O-RADS™ US v2022 — Classic Benign Lesions
Release Date: November 2022
| Lesion | Descriptors and Definitions For any atypical features on initial or follow-up exam, use other lexicon descriptors (eg, unilocular, multilocular, solid, etc.) | Management If sonographic features are only suggestive, and overall assessment is uncertain, consider follow-up US within 3 months |
|---|---|---|
| Typical Hemorrhagic Cyst | Unilocular cyst, no internal vascularity*, and at least one of the following: .Reticular pattern (fine, thin intersecting lines representing fibrin strands) .Retractile clot (intracystic component with straight, concave, or angular margins) | Imaging: Premenopausal: ≤5 cm: None >5 cm but <10 cm: Follow-up US in 2–3 months Early postmenopausal (<5 years): <10 cm, options to confirm include: Follow-up US in 2–3 months or US specialist (if available) or MRI (with O–RADS MRI score) Late postmenopausal (≥5 years): Should not occur; recategorize using other lexicon descriptors. Clinical: Gynecologist** |
| Typical Dermoid Cyst | Cystic lesion with ≤3 locules, no internal vascularity*, and at least one of the following: .Hyperechoic component(s) (diffuse or regional) with shadowing .Hyperechoic lines and dots .Floating echogenic spherical structures | Imaging: ≤3 cm: May consider follow-up US in 12 months† >3 cm but <10 cm: If not surgically excised, follow-up US in 12 months† Clinical: Gynecologist** |
| Typical Endometrioma | Cystic lesion with ≤3 locules, no internal vascularity*, homogeneous low–level/ground glass echoes, and smooth inner walls/septation(s) ± Peripheral punctate echogenic foci in wall | Imaging: Premenopausal: <10 cm: If not surgically excised, follow-up US in 12 months† Postmenopausal: <10 cmand initial exam, options to confirm include Follow–up US in 2–3 months or US specialist (if available) or MRI (with O-RADS MRI score) Then, if not surgically excised, recommend follow-up US in 12 months† Clinical: Gynecologist** |
| Typical Paraovarian Cyst | Simple cyst separate from the ovary | Imaging: None Clinical: Gynecologist** |
| Typical Peritoneal Inclusion Cyst | Fluid collection with ovary at margin or suspended within that conforms to adjacent pelvic organs ± Septations (representing adhesions) | Imaging: None Clinical: Gynecologist** |
| Typical Hydrosalpinx | Anechoic, fluid–filled tubular structure ± Incomplete septation(s) (representing folds) ± Endosalpingeal folds (short, round projections around inner walls) |
*Excludes vascularity in walls or intervening septation(s)

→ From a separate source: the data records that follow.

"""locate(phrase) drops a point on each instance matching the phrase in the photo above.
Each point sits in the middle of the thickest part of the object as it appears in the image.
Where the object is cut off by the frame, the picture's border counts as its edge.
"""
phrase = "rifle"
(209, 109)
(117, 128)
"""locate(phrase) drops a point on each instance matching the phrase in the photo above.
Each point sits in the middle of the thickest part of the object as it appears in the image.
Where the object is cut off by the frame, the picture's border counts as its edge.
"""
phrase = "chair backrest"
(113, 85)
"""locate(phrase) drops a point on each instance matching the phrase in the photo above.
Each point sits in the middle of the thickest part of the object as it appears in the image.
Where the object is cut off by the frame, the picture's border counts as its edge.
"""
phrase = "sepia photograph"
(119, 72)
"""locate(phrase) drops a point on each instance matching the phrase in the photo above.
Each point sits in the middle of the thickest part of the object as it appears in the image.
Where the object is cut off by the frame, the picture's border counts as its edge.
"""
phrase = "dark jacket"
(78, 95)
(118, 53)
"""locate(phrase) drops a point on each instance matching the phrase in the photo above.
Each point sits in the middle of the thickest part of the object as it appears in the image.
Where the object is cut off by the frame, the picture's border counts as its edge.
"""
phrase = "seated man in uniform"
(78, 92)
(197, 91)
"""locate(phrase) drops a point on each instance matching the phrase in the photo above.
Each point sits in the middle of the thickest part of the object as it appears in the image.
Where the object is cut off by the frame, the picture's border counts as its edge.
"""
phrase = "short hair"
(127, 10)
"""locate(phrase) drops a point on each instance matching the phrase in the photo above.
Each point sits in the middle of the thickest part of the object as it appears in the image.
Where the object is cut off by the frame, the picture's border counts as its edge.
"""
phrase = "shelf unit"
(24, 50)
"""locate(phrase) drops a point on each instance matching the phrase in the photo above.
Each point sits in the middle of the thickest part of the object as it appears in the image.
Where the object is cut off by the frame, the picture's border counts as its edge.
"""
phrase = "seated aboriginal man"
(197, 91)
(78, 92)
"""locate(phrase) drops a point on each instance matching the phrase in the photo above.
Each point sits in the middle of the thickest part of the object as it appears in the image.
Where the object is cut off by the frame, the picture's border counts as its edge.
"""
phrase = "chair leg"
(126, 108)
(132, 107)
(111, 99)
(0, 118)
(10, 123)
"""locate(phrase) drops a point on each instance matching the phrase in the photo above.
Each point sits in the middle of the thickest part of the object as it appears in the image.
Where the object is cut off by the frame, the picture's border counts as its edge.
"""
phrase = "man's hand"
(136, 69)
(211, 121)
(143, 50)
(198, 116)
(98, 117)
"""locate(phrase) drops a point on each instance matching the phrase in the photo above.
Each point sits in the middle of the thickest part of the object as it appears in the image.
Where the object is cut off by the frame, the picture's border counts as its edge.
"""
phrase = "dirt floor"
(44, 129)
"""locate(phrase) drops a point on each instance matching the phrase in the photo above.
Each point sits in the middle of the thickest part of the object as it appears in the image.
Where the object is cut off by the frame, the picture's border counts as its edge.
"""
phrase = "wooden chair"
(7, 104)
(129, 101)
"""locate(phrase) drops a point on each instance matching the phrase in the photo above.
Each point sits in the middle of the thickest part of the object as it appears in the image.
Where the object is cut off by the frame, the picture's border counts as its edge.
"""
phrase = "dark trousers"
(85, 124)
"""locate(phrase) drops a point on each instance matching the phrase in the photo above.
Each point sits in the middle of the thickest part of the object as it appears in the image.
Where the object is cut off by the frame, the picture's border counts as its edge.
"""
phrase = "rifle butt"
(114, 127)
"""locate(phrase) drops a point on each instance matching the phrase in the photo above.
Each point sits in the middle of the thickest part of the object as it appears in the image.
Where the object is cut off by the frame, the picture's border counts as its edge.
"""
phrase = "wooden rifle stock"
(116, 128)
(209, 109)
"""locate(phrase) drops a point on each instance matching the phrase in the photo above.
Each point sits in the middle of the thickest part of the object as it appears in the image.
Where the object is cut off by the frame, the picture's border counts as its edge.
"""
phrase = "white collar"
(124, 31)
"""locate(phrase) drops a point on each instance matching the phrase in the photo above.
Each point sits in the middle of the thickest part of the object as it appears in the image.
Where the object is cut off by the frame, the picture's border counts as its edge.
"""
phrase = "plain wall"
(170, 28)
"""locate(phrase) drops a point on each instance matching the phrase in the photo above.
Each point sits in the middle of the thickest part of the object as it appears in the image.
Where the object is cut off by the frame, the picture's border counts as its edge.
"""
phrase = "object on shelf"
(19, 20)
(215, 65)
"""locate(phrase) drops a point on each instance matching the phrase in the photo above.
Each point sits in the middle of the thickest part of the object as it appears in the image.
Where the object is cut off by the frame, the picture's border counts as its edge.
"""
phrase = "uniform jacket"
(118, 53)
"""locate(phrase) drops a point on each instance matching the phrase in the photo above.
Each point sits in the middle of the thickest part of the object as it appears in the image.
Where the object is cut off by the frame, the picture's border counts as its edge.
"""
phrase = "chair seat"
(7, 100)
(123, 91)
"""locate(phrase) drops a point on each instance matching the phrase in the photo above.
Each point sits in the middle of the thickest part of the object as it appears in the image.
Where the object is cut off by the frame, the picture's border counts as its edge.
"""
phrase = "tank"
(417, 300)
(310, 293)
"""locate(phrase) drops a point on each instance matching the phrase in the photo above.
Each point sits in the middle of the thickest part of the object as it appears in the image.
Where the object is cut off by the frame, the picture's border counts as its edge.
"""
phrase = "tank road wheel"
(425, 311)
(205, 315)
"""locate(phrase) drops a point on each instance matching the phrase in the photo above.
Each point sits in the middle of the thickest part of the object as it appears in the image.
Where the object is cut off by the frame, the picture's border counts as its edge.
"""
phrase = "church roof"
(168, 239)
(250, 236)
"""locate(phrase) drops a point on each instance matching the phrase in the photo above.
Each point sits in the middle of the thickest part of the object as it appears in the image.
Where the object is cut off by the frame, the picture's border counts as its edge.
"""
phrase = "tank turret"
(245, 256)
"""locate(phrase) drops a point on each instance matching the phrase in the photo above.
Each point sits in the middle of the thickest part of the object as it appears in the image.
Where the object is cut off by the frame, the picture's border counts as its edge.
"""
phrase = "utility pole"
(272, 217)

**As needed for management of clinical issues
† There is a paucity of evidence for defining the need, optimal duration or interval of timing for surveillance. If stable, consider US follow-up at 24 months from initial exam, then as clinically indicated. Specifically, evidence does support an increased risk of malignancy in endometriomas following menopause and those present greater than 10 years.